1. The cooling water flow distribution water conservancy balance system is characterized by comprising a cooling tower group, a cooling water tank (1), a cooling water pump group and a refrigerating unit, wherein the cooling tower group, the cooling water tank (1), the cooling water pump group and the refrigerating unit are sequentially connected and form a circulation loop, the cooling tower group comprises a plurality of cooling water backwater branch pipes (2) which are connected in parallel and a cooling tower (3) which is arranged on the cooling water backwater branch pipes (2), the cooling water backwater branch pipes (2) are also provided with a pressure sensor (4) and a cooling water backwater flow regulating valve (5) which is electrically connected with the pressure sensor (4), and the cooling tower (3) is communicated with the cooling water tank (1);

the cooling water pump group comprises a plurality of cooling water pump branch pipes (6) which are connected in parallel, and a cooling water pump (7) which is arranged on the cooling water pump branch pipes (6);

a cooling water supply main pipe (8) is arranged between the cooling water pump group and the refrigerating unit, one end of the cooling water pump branch pipe (6) is communicated with the cooling water tank (1), and the other end of the cooling water pump branch pipe is communicated with the cooling water supply main pipe (8);

the refrigerating unit comprises a plurality of cooling water supply branch pipes (9) connected in parallel and a refrigerator (10) arranged on the cooling water supply branch pipes (9);

a cooling water return header pipe (11) is arranged between the refrigerating unit and the cooling tower group, one end of the cooling water supply branch pipe (9) is communicated with the cooling water supply header pipe (8), and the other end is communicated with the cooling water return header pipe (11);

the cooling water supply branch pipe (9) is provided with a cooling water supply flow regulating valve (12) and a temperature difference sensor (13) electrically connected with the cooling water supply flow regulating valve (12).

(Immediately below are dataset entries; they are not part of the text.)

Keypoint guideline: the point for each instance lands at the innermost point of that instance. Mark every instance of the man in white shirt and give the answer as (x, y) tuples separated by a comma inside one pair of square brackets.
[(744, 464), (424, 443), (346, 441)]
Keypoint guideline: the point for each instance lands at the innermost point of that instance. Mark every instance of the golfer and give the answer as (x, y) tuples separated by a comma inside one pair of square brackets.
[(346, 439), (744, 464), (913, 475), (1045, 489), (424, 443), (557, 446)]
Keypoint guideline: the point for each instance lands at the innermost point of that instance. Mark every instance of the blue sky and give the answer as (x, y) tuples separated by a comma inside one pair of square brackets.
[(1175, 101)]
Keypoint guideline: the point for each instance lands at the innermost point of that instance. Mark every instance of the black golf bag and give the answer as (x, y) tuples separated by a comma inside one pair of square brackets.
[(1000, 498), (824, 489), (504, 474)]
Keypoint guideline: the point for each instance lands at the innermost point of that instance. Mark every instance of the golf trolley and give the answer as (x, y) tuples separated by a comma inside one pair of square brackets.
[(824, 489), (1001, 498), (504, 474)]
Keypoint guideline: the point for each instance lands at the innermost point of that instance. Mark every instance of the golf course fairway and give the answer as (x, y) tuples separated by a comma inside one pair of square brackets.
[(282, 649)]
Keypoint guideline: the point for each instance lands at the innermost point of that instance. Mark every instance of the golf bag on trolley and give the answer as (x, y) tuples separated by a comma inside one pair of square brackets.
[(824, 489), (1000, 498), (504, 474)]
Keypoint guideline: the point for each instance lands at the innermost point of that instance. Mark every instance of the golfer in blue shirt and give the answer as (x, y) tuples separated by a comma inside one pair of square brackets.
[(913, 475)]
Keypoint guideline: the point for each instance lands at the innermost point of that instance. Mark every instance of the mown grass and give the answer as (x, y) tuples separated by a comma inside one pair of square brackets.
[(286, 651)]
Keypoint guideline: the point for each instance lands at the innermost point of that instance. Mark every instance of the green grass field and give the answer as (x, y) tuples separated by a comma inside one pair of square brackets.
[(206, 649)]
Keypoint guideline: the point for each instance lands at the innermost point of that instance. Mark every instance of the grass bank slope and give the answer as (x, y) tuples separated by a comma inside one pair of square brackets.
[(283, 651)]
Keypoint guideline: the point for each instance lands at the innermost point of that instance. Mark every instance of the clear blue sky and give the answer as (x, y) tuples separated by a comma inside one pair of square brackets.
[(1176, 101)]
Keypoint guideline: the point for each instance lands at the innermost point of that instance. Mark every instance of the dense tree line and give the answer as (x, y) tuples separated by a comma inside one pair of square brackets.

2. The cooling water flow distribution water conservancy balance system according to claim 1, wherein the refrigerator (10) is provided with a cooling water inlet (14) and a cooling water outlet (15), and two ends of the temperature difference sensor (13) are respectively communicated with the cooling water inlet (14) and the cooling water outlet (15).

3. The cooling water flow distribution water conservancy balance system according to claim 1, wherein butterfly valves (16) are arranged on the cooling water pump branch pipes (6).